Quality of Life of Children and Adults in Medicine
Billy F. Andrews, M.D. Professor and Chairman Emeritus Department of Pediatrics School of Medicine University of Louisville Louisville, Kentucky, U.S.A.
I am greatly honored and pleased to be asked to be a participant in this International Workshop on "Quality of Life of the Patients in Medicine and Nursing." My gratitude for this opportunity is equally extended to Dr. Shigeaki Hinohara and the other members of the Board of The Life Planning Center, Sasakawa Kinen Kaikan, Tokyo, Japan. I bring greetings from the Department of Pediatrics, University of Louisville School of Medicine and the Kosair Children's Hospital. Slides 1,2,3 are of this children's hospital. I have not performed research in this area, where I found on computer search that over 6,000 articles have been written on this subject since 1993.
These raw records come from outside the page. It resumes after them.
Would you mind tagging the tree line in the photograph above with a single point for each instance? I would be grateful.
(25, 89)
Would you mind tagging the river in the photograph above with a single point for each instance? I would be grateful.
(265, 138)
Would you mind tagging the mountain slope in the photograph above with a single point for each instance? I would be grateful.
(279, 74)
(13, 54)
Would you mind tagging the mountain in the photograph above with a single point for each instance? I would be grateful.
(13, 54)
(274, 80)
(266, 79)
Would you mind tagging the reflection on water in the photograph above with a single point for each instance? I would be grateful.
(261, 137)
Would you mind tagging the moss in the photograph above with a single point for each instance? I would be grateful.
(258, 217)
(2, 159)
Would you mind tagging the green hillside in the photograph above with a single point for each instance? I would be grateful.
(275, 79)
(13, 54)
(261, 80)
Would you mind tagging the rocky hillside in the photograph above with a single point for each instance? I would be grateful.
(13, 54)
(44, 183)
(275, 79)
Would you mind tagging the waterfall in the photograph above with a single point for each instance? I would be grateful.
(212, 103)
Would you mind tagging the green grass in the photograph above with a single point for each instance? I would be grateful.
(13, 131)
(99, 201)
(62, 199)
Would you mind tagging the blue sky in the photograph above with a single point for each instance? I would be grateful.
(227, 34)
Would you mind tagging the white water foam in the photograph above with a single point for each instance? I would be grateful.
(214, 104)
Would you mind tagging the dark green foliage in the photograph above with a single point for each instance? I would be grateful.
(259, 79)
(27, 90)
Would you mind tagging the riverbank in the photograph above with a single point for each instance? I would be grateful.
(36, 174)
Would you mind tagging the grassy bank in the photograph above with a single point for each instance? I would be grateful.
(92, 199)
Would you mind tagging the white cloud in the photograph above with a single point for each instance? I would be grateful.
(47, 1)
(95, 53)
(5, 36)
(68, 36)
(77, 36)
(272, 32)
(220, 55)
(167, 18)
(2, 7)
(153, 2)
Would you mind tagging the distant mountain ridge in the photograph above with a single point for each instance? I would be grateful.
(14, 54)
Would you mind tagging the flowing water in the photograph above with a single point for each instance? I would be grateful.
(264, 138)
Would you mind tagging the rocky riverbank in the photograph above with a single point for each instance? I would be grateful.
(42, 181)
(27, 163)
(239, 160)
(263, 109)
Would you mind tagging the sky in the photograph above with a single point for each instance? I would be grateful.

When we speak of quality of life, we must consider all aspects, conditions and stages that occur throughout the duration of one's existence, even before birth, through death. The duty of the doctor and nurse is to restore and to maintain the patient's health and well-being. The applied knowledge of medicine and science and the loving care are only a part, however, of the nurture and sustentation necessary for the survival of the human body and spirit. Genuinely excellent quality of life depends on many other elements of self and society as well. In the early 1970's, when the term "quality of life" was beginning to be used, I was privileged to have one of my nation's first grants on "Data Analysis For High Risk Newborns." This study was designed to give outcome information, especially on survival of infants in specific categories of high risk, e.g. prematurity, postmaturity, asphyxia, anemia, infections, hypoglucosemia, hyperbilirubinemia, etc., along with social risks. Almost all of my career to that point had been spent in developing technology and gaining knowledge about such infants. The information gained under the "Data Analysis Grant For High Risk Newborns" did much to prove the value of neonatal intensive care and perinatal care in saving infants' lives, which will be mentioned later.